Some of these are in the Final Rule stage, while others have just begun moving through the Proposed Rule stage. In this two-part series, PenChecks Trust will offer an overview of what’s on the DOL/EBSA agenda and the potential impact of each new regulation.
In this blog, we’ll look at those in the Proposed Rule stage, starting with the one that everyone’s talking about.
Conflict of Interest Rule – Investment Advice
This is the big one that already has the financial industry lobby facing off against the White House, DOL and AARP. To reduce conflicts of interest, the proposed reg would amend the regulatory definition of the term “fiduciary” as set forth at 29 CFR 2510.3-21(c).

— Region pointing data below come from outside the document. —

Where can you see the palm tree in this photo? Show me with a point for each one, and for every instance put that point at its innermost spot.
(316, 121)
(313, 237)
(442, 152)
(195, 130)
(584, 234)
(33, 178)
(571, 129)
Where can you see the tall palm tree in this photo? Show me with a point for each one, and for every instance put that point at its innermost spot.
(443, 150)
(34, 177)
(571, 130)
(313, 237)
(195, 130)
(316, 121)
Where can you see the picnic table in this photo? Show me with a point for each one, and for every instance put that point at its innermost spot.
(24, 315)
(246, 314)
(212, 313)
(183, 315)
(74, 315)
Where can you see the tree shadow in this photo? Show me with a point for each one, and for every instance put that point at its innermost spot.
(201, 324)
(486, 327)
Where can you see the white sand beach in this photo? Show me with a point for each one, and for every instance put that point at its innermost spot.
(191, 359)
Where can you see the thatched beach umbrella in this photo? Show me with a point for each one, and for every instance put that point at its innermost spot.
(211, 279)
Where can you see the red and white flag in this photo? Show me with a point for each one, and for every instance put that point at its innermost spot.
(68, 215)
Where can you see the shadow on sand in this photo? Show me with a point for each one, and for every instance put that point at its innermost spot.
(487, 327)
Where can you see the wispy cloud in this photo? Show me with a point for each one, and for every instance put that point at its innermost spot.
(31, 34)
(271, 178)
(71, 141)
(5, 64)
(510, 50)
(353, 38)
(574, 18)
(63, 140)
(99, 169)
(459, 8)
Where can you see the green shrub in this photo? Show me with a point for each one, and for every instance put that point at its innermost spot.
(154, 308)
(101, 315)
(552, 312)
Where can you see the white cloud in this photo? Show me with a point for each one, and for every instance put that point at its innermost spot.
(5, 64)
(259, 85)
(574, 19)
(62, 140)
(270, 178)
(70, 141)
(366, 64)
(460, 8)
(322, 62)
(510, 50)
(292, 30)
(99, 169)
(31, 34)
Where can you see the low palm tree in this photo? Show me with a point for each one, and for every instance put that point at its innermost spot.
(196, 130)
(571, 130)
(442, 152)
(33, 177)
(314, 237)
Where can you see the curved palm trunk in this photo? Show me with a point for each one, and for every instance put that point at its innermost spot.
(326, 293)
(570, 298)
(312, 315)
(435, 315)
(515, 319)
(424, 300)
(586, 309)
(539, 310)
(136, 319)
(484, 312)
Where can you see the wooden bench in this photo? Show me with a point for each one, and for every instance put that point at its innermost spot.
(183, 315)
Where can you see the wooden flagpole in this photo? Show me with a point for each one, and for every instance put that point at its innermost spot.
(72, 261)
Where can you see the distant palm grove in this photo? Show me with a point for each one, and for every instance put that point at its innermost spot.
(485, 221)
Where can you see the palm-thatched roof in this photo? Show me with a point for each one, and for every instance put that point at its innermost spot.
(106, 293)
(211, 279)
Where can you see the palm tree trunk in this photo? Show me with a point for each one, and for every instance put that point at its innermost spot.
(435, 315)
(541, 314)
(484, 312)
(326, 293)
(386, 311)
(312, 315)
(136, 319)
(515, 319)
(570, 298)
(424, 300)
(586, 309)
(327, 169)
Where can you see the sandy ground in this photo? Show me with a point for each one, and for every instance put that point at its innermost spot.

It would more broadly define the term as “those persons who render investment advice to plans and IRAs for a fee within the meaning of §3(21) of ERISA and §4975(e)(3) of the Code.”
The amendment would take into account current practices of investment advisors, the expectations of plan sponsors and participants, and IRA owners who receive investment advice. It would also consider changes that have occurred in the investment marketplace and in the ways advisors are compensated.
How will this impact IRA advisors? For now it’s too early to tell. The financial industry lobby wields a lot of power and influence, so the reg could change significantly before reaching the Final Rule stage. But as AARP recently told Tiger Woods, “It’s better to be over 50 than over par.” So don’t underestimate the effectiveness of AARP’s lobbyists either, especially when they have the backing of the White House.
Pension Benefit Statements
As you may recall, §508 of the Pension Protection Act of 2006 (PPA) amended §105 of ERISA to require plans that are subject to ERISA to automatically provide participants and certain beneficiaries with individual pension benefit statements. As part of the proposed initiative, the DOL will explore whether, and how, an individual benefit statement should and could present a participant’s accrued benefits in a defined contribution plan. For example, in addition to presenting the benefits as an account balance, the benefits statement might also present them as a lifetime income stream of payments.
Revision of Form 5500 Series and Related Regulations under ERISA
This reg is part of a long-term strategic project with the IRS and Pension Benefit Guarantee Corp to modernize and improve the Form 5500 Annual Return/Report of employee benefit plans. As part of this project, these agencies will focus on three key areas:
- Modernizing the financial and other annual reporting requirements on the Form 5500
- Making the information on Form 5500 more data mineable
- Enhancing the IRS’s ability to collect employee benefit plan data that best meets the needs of changing compliance projects, programs, and activities
Fiduciary Requirements for Disclosure in Participant-Directed Individual Accounts Plans – Timing of Annual Disclosure
This rulemaking would amend 29 CFR §2550.404a-5 by making a technical adjustment to the timing requirement for annual disclosure. The amendment would provide plan administrators with flexibility as to when they must furnish annual disclosures to participants and beneficiaries.
As noted, these initiatives are all in the proposed stage, so a lot can happen between now and when (or in some cases, if) they make it to the Final Rule stage. Overall, the trend appears to be towards more disclosure for retirement plans and more oversight by increasing the ability of government agencies to gather and analyze the data.